Fig. 1 Schematic of the discovery process for medium-/high-entropy oxides. Comparative advantages of ML-guided synthesis versus conventional methods for developing medium-/high-entropy NASICON-type oxide SSEs.

Results and discussion

ML-driven composition design of medium-/high-entropy NASICON oxide SSEs

The successful design of medium- and high-entropy NASICON oxide SSEs was enabled by a carefully developed ML framework, as illustrated in Fig. 2a. The dataset consisted of 58 distinct NASICON-type compositions (Table S1), including both previously reported materials and newly proposed candidates. Each composition was labeled as either “synthesizable” or “non-synthesizable” based on experimental phase analysis. To capture the key factors influencing phase stability, we selected four critical descriptors (Table S2): (1) ionic radius (ranging from 70.13 to 86.98 pm), (2) electronegativity (1.204 to 1.786), (3) valence state (3.20 to 4.00), and (4) configurational entropy (ΔS_mix = 0.199R to 1.609R). These features were chosen due to their well-established impact on cation miscibility and structural stability in oxide systems.^45–48 Using these four descriptors, ML-based predictions were generated and fed back into the database, forming a closed-loop feedback mechanism to iteratively improve the model. We assessed the performance of five supervised ML algorithms–k-nearest neighbors (KNN), decision tree (DT), support vector machine (SVM), Gaussian naive Bayes (GNB), and multilayer perceptron (MLP) – via 10-fold cross-validation (Fig. 2b). Among them, the GNB model achieved the highest prediction accuracy of 92.3%, significantly outperforming the other four algorithms (KNN: 61.5%; DT: 69.2%; SVM: 84.6%; MLP: 69.2%).
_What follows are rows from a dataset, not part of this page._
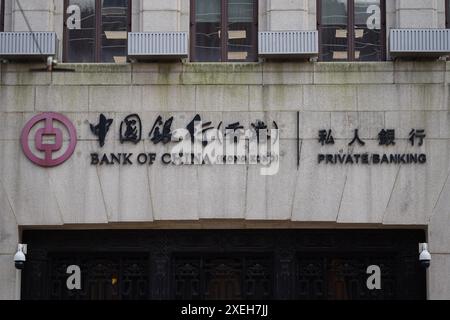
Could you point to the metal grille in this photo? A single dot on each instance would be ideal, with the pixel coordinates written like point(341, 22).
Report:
point(158, 44)
point(224, 264)
point(419, 41)
point(289, 43)
point(28, 44)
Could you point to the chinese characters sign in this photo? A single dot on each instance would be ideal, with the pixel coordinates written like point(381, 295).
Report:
point(386, 138)
point(200, 142)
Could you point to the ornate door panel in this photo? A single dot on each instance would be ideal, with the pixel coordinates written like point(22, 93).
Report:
point(103, 276)
point(227, 277)
point(224, 264)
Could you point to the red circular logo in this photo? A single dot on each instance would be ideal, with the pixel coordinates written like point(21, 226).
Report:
point(48, 132)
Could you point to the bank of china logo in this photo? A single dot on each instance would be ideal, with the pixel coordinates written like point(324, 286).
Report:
point(49, 139)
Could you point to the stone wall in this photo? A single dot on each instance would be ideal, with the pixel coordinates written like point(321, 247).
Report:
point(340, 96)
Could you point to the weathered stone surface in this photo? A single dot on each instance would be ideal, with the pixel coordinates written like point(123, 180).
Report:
point(417, 188)
point(28, 188)
point(9, 230)
point(271, 197)
point(77, 188)
point(438, 235)
point(319, 189)
point(7, 277)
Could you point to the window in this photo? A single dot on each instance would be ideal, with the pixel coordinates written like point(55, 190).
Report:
point(352, 30)
point(96, 30)
point(224, 30)
point(2, 15)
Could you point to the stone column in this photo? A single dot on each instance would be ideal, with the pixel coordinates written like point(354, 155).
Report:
point(417, 13)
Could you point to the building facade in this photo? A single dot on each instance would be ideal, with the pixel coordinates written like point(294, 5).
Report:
point(354, 93)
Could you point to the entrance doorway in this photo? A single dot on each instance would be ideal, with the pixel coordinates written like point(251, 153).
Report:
point(225, 265)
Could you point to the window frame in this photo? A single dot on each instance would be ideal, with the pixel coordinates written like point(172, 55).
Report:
point(98, 28)
point(351, 35)
point(2, 15)
point(223, 39)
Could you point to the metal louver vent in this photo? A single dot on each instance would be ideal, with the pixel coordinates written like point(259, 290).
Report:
point(302, 44)
point(419, 42)
point(157, 45)
point(28, 45)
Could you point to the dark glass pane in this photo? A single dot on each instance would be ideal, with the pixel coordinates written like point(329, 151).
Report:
point(241, 29)
point(368, 30)
point(334, 35)
point(81, 31)
point(114, 31)
point(207, 23)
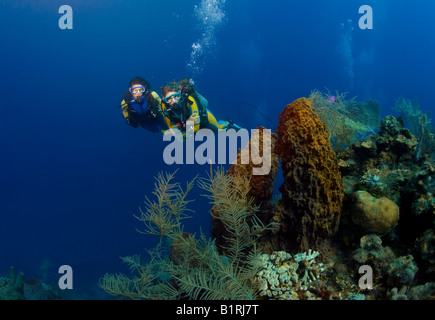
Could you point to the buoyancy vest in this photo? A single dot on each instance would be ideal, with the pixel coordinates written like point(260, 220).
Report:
point(127, 109)
point(189, 107)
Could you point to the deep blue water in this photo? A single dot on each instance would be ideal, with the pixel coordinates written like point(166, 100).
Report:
point(73, 173)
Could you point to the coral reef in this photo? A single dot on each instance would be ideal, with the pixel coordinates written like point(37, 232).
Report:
point(339, 207)
point(374, 214)
point(12, 288)
point(285, 277)
point(195, 269)
point(260, 188)
point(312, 191)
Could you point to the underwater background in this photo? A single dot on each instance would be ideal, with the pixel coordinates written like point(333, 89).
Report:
point(73, 173)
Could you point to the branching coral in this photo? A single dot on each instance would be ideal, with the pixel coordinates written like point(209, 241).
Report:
point(419, 124)
point(283, 276)
point(346, 120)
point(194, 268)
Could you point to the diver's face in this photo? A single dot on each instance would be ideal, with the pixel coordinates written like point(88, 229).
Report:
point(137, 92)
point(172, 98)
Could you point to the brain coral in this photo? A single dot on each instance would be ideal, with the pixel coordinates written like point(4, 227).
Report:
point(312, 191)
point(374, 214)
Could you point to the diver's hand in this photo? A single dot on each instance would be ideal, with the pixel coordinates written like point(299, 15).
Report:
point(194, 119)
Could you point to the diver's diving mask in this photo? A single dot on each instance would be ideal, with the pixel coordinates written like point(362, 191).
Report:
point(137, 89)
point(176, 96)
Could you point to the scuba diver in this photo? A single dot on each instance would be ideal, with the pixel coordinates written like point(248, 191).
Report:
point(141, 106)
point(181, 103)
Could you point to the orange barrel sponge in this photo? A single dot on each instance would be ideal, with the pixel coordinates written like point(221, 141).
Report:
point(312, 191)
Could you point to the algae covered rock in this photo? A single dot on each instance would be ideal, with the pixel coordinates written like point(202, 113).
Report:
point(374, 214)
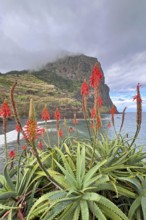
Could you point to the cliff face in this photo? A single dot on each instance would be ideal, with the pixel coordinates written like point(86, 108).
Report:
point(57, 85)
point(78, 68)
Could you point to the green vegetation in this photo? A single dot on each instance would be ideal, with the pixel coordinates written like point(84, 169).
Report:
point(96, 178)
point(51, 89)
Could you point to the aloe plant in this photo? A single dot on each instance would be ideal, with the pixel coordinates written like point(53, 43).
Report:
point(18, 186)
point(79, 196)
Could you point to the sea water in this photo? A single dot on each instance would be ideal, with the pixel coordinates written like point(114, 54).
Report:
point(80, 130)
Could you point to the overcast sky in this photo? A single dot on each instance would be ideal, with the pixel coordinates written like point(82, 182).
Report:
point(33, 32)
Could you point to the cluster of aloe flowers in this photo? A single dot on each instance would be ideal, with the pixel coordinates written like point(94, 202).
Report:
point(94, 178)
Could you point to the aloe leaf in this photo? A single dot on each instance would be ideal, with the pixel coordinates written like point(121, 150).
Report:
point(92, 171)
point(97, 211)
point(46, 197)
point(77, 213)
point(7, 195)
point(134, 207)
point(143, 205)
point(8, 178)
point(5, 207)
point(84, 210)
point(91, 196)
point(110, 205)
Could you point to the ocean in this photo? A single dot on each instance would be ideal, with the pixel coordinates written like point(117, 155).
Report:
point(80, 129)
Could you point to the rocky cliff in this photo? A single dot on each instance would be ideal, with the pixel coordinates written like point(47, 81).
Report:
point(57, 84)
point(78, 68)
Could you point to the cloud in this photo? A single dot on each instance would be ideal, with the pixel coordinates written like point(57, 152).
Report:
point(125, 74)
point(35, 32)
point(125, 99)
point(110, 31)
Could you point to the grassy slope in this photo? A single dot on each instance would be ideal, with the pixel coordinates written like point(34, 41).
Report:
point(47, 89)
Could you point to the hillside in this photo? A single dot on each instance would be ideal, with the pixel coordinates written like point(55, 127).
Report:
point(56, 84)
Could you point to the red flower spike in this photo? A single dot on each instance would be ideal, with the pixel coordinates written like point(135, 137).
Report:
point(5, 110)
point(108, 124)
point(71, 130)
point(32, 131)
point(93, 113)
point(17, 128)
point(12, 154)
point(75, 121)
point(45, 114)
point(99, 101)
point(40, 145)
point(57, 115)
point(95, 77)
point(113, 110)
point(138, 98)
point(60, 133)
point(98, 122)
point(85, 88)
point(24, 147)
point(92, 126)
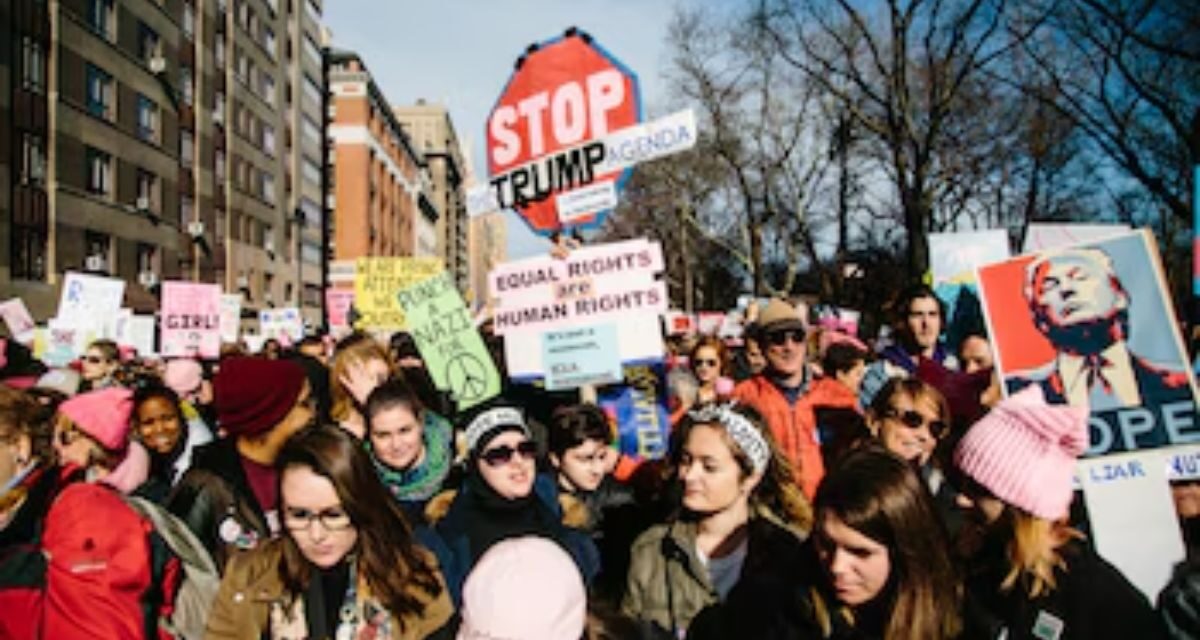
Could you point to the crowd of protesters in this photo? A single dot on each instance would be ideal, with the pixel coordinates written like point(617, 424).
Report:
point(815, 488)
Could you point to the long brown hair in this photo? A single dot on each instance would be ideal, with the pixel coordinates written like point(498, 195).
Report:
point(394, 568)
point(880, 496)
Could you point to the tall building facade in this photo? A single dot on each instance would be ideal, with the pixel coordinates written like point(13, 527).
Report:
point(379, 181)
point(432, 131)
point(166, 139)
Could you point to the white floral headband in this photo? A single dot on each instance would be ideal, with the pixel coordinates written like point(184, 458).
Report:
point(738, 426)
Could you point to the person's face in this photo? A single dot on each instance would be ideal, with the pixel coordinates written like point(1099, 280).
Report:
point(924, 322)
point(507, 465)
point(976, 354)
point(785, 351)
point(910, 429)
point(712, 477)
point(96, 365)
point(316, 518)
point(857, 564)
point(585, 466)
point(707, 365)
point(159, 425)
point(1074, 289)
point(397, 437)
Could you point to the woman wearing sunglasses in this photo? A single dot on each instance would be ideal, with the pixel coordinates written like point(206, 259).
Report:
point(346, 566)
point(503, 497)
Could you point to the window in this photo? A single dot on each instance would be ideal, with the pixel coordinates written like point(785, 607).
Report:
point(102, 18)
point(148, 119)
point(186, 148)
point(100, 172)
point(148, 43)
point(149, 193)
point(33, 160)
point(34, 65)
point(101, 93)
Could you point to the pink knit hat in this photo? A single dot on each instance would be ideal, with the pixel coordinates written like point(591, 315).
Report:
point(102, 414)
point(1024, 452)
point(523, 588)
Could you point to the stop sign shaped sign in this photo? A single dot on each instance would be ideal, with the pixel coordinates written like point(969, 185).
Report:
point(545, 135)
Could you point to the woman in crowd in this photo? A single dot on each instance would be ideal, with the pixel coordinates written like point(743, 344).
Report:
point(99, 365)
point(91, 432)
point(739, 516)
point(160, 425)
point(1029, 573)
point(411, 446)
point(229, 495)
point(346, 567)
point(503, 497)
point(360, 365)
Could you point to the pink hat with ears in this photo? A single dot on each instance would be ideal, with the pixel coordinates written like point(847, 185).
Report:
point(1024, 452)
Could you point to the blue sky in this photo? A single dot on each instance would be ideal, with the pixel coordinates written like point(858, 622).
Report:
point(460, 53)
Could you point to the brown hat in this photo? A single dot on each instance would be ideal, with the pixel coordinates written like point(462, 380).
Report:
point(780, 315)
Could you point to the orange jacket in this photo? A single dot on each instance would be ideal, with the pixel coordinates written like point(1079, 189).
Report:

Fig. 2 Composition design of medium-/high-entropy NASICON oxide SSEs. (a) Schematic workflow of ML-assisted synthesis prediction for medium-/high-entropy NASICON oxide SSEs. (b) Test accuracy of various machine learning models: KNN, DT, SVM, GNB, and MLP. (c) The ROC curves of GNB model. (d) Types and selection criteria for medium-/high-entropy dopant elements. (e) Twelve designed medium- to high-entropy compositions for prediction.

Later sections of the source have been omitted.